Frederico França Rezende; Isadora Vilaça Carvalho; Luisa Murakami de Assis; Raquel Keller
Submitted on: 28/07/2023
Approved on: 07/01/2024
Financial support: None.
Conflict of interest: None.
How to cite this article: Rezende FF, Carvalho IV, Assis LM, Keller R. Hypersensitivity reaction to hyaluronic acid dermal filler concomitant with coronavirus infection - case report. Surg Cosmet Dermatol. 2024;16:e20240286.

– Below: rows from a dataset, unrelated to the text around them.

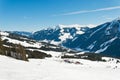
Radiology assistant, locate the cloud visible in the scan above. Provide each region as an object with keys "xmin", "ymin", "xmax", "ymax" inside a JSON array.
[{"xmin": 54, "ymin": 6, "xmax": 120, "ymax": 16}]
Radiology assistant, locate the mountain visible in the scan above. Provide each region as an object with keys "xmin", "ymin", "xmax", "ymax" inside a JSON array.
[
  {"xmin": 9, "ymin": 18, "xmax": 120, "ymax": 58},
  {"xmin": 9, "ymin": 31, "xmax": 32, "ymax": 37},
  {"xmin": 11, "ymin": 24, "xmax": 90, "ymax": 45},
  {"xmin": 63, "ymin": 18, "xmax": 120, "ymax": 58}
]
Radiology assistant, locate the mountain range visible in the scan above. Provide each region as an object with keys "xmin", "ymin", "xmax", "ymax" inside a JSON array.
[{"xmin": 8, "ymin": 18, "xmax": 120, "ymax": 58}]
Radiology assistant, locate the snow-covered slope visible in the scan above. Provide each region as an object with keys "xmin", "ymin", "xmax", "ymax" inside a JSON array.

The incidence of hypersensitivity reactions to dermal fillers with hyaluronic acid is between 0.3 and 4.5% being mediated by T lymphocyte. Influenza-like illnesses can trigger immunological reactions at the site of the filler. The authors report a case of a patient who presented a hypersensitivity reaction to the filler concomitant with a SARS-COV-2 infection. With the large-scale growth of procedures with fillers, there has been an increase in allergic reactions, making their identification essential for adequate treatment, minimizing the deleterious consequences to the patient.
Keywords: Hypersensitivity; Hyaluronic Acid; Coronavirus.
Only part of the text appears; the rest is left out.